Newsletters are a low-effort way for customers to keep up to date on topics important to your business or industry. They sign-up and wait for the latest news to show up in their inbox. They’re also low pressure; hanging out in email until the perfect reading time opens up. You, however, need to attack your newsletters with more energy. Use these six key points to keep your subscribers from tuning out, or worse, turning off their subscriptions.

- Know Your Audience – If you don’t know your audience, you can’t provide information on topics that interest them. Even the most specialized niche will continually have a variety of topics to cover, but reviewing the current hits on Billboards Latin Dance charts probably won’t fly if your readership consists of Fortune 500 Finance Execs. If you’re not sure of your audience, do some research on them. Look at your top viewed pages, top requested products, or the common challenges facing your customers’ industries. If you serve diversified industries find common areas of focus. If one of your article drills down into a detailed, finely-targeted topic, other areas need to have broader appeal to keep everyone reading issue after issue.
- Don’t Bait for a Solution Sell – Everyone knows that your newsletter doubles as a marketing tool.
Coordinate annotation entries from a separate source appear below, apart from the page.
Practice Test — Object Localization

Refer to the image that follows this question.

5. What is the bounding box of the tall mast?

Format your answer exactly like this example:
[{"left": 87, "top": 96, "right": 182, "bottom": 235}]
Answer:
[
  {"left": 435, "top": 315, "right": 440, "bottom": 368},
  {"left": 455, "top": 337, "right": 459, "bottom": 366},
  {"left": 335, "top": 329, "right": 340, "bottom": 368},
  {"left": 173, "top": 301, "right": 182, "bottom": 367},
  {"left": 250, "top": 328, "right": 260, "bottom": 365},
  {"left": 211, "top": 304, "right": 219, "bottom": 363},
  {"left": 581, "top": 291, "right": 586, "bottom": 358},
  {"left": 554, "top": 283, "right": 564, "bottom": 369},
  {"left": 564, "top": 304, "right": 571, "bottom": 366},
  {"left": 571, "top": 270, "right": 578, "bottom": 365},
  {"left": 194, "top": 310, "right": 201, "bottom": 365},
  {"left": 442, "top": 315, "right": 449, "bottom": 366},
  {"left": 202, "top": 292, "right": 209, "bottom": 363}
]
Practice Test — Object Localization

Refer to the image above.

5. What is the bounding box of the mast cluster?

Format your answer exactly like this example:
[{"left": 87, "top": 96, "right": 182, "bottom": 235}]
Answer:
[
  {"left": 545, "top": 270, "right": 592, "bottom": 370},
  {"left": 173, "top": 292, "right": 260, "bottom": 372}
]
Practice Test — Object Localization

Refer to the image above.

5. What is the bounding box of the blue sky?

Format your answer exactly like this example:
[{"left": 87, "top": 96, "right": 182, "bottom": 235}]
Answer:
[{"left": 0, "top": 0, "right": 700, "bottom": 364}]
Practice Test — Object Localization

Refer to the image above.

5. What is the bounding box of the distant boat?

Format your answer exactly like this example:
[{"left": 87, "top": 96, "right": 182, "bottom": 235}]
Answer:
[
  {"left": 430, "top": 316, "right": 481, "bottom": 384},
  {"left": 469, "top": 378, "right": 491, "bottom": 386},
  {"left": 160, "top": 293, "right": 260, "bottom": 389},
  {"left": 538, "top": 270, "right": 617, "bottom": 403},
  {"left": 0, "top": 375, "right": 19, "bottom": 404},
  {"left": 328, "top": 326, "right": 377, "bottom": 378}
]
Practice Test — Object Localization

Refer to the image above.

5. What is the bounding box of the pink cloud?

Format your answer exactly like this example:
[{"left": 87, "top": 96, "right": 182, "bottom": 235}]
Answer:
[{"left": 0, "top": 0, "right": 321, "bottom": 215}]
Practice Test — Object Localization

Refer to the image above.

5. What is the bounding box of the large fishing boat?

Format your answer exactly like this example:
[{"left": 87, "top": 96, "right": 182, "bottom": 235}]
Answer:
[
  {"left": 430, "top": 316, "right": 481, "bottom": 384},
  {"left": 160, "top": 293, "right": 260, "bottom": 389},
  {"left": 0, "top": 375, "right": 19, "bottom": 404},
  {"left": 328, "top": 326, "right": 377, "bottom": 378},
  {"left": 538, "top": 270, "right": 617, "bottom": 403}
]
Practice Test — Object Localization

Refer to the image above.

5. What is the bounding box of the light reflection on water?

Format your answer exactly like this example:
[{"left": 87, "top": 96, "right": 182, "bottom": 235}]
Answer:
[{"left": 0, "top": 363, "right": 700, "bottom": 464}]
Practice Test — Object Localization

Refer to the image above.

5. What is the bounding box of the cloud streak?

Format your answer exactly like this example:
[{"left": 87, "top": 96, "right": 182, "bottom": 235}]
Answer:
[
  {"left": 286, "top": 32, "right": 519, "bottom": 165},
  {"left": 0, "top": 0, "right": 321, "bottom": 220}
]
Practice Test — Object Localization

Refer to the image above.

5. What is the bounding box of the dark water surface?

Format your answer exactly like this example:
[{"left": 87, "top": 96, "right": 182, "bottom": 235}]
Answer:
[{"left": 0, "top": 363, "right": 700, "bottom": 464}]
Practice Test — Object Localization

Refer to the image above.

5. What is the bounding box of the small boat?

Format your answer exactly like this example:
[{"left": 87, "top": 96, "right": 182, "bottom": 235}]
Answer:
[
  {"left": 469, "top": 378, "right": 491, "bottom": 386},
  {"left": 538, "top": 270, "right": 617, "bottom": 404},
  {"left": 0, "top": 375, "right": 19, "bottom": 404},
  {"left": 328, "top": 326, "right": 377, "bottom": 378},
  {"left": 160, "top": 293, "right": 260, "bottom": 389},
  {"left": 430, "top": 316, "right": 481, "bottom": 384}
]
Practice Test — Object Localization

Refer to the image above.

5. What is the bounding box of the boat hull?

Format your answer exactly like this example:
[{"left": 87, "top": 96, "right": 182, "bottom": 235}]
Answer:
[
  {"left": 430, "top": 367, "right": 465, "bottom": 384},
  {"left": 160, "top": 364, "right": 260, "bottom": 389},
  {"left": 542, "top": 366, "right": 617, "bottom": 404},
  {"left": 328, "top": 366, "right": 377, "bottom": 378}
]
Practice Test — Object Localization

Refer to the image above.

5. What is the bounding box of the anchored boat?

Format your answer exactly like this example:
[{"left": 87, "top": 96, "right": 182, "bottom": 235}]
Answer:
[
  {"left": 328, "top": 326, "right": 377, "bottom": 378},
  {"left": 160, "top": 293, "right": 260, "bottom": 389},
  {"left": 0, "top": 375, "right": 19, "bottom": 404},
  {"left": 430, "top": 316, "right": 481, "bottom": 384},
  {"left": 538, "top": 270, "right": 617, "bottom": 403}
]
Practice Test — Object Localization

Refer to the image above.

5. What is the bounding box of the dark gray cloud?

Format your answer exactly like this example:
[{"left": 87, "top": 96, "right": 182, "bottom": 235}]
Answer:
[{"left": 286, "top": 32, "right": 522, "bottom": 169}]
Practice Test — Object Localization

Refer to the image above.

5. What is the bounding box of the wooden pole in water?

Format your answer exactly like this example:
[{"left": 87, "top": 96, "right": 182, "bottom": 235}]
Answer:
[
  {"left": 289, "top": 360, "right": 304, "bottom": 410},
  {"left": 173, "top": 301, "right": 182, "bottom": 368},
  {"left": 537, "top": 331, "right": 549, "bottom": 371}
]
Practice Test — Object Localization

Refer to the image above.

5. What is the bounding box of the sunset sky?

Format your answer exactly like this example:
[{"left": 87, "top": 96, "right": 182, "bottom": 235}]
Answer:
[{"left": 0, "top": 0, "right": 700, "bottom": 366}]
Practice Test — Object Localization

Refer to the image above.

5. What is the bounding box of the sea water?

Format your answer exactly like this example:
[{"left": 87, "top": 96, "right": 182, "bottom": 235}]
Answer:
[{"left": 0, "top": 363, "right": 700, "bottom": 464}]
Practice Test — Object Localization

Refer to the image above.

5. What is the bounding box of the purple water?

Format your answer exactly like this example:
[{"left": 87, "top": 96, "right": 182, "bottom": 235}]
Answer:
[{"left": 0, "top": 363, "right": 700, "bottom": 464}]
While your readers may have volunteered to receive your newsletter, you still have to wine and dine them a bit. If you have a tool that will solve your readers problems, they still need to buy-in to the idea before they’ll part with that hard earned cash. Educate your readers by way of useful explanations, tips, or intermediate solutions to convince them that you understand their problems and solutions. Email after email of “buy this,” “buy that,” “you didn’t buy last time so I’m slashing the cost” will hurt your credibility and will cost you subscribers.
- Looks Matter – There are many freeware programs that can save your newsletter in a document format that not only looks appealing but can also be universally opened. It can be as simple as creating your newsletter in Google Docs or Zoho and saving it or exporting it as a pdf. Or read this handy guide. Internet users are accustomed to reading good-looking content on the web, spending time to make your work look nice will be worth the effort. Don’t make your readers put up with ugly.
- Plan Ahead – Your best products for a happy holiday season are probably great, but if your clients have already done their seasonal buying they’re not going to do either of you much good. Know when your audience is making their decisions and touch on topics in a timely manner. If you don’t know how your clients’ calendars run, ask a few of your more trusted customers. You’ll find most clients will be happy to share information when they realize you’re trying to help or tailor information to their challenges. As a bonus, they’ll feel valued knowing that that they were among the few that you reached out to.
- Be Consistent – You don’t have to send out your newsletter every week or even every month, but make sure it is on your calendar for a regular recurring dispatch. Getting in front of your customers with new information will build your credibility as an expert in the field. Knowing that you have another issue coming up means that your subconscious will be cranking away with ideas. You’ll also be on the lookout for good content so you’ll notice more applicable information. The process will also ensure you’re adding to your knowledge base regularly. Finally, that email showing up in your customer’s inbox will be a reminder to call YOU instead of one of your competitors.
- Call to Action – You’ve now armed your readership with a topical good-looking newsletter that educates them and arrives at the perfect time. Whew! Don’t stop there. You have their attention. Direct them. Give tips for putting your ideas into action or show them where they can find more information…yes, even if it means they’ll have to fork over some cash in your webstore. Get them involved. And make it easy for them to do.
Keep these six items in mind when planning your newsletters and your subscriber counts will thank you.